15:25 - I now feel that I have to push and that nothing anybody can say to me will be able to stop me. I've still no pain relief and still not had anyone come to see me. I am also really trying not to push as I think I still have a long way to go. Mark again goes out to ask for someone to come in, and she again says she'll be in soon. Mark tells her I am saying I have to push and she does at least decide to get up to come in, although still with no urgency. She tells me that I need to calm down (I really far from calm or coping) and says after the current contraction she will get me to turn over (since about 14:30 have been on my knees and leaning onto the pillows) so she can examine me. I remember thinking there's no chance of that and scream out that I HAVE to push... I am still wearing my pants so she tries to slide them down and I am still desperately trying not to push as I've read so many takes of people thinking they need to long before they are really ready. At this point it's a bit of a blur, but I remember her saying she can see my baby's head; me shouting out that "it's not good" and refusing to listen to anyone telling me anything different; Mark telling me to listen to her, that it's ok and that she says I can push (but still in my head think he must be wrong as I've heard no such thing so desperately trying not to); her asking for a delivery trolley and to listen to my body and do what it tells me.

15:41 - Harry is born!

The whole thing happens in 15 contractions from the point where I get assessed by the initial midwife - I know because as a way to get me to cope Mark suggests we deal with them in small blocks and I just need to worry about getting through the next block of contractions. His head comes out on the 14th, and his body on the 15th.

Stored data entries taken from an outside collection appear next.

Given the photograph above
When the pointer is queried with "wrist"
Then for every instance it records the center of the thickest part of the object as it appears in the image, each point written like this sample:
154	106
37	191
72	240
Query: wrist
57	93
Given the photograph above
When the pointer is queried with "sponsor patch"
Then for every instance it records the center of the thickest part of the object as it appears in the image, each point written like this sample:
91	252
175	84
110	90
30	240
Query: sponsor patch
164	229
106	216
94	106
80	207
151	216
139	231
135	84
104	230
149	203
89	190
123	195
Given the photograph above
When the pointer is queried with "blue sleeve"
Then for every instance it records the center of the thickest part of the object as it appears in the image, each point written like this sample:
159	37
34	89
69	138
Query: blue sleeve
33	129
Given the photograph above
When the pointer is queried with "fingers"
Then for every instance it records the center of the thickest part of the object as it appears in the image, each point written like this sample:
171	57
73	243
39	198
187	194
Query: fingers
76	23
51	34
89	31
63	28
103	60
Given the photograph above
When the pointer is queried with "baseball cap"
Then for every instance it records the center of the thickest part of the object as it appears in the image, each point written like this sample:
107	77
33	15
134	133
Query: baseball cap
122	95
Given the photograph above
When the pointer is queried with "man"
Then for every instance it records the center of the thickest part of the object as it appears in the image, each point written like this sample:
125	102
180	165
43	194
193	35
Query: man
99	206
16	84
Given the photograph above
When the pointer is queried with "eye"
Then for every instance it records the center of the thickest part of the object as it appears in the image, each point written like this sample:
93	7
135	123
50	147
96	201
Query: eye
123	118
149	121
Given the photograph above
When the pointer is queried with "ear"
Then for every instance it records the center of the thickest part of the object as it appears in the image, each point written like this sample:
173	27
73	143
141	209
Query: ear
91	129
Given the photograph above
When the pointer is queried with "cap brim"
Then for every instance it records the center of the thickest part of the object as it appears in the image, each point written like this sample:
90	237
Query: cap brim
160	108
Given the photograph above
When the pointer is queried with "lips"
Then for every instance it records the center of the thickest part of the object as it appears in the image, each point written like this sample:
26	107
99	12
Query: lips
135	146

It doesn't get much better from here either - I can't complain that my care at this point was left as she made sure I didn't need stitches and completed everything she needed to for safety's sake, but we had to wait almost 3 hours for him to be weighed / measured etc as she had to go to attend to someone else on the ward. It was a bit embarrassing that people kept coming in saying things like 'Blimey - we don't normally have babies up here!' and asking and we had to say we didn't know. Eventually a more mature healthcare assistant came in to say hello and see how we were and somehow she seemed to realise this was a bit rubbish and went off to find somebody to get things moving. As was explained to me later, in a delivery room you have the dedicated focus of a midwife to you and your baby, but as I was still on the ward there was just the one for everyone there. I asked how often babies were delivered in this ward and was told 'not never but not very often'. I later pushed this again and eventually got told about 1 every 4 months (i.e. about 3 a year). This in a maternity unit that delivers well over 500 babies a month...

I still feel like I'm making a fuss by writing all this down as I am well aware I'm not the first person to give birth with practically no pain relief. I think the thing that upsets me is that I feel like I was ignored / dismissed and that someone should have come to check on me earlier. If I'd known I was so close my state of mind would have been much better. Part of the problem is that anyone that knows either Mark or I know that we communicate urgency etc by the vocabulary we use, rather than by tone. Neither of us likes to be thought of as demanding, and we are amateurs at this so didn't know that we ought to be more insistent, but I genuinely don't know what we would have needed to have done to get someone to pay us attention either.

Anyway, it's done; both of us survived and are healthy etc which is the most important thing. But I also know I'll always feel slightly aggrieved and disappointed by the experience and whereas I thought everything about my care with Tully was wonderful, I have definitely been left with a sour taste in my mouth this time.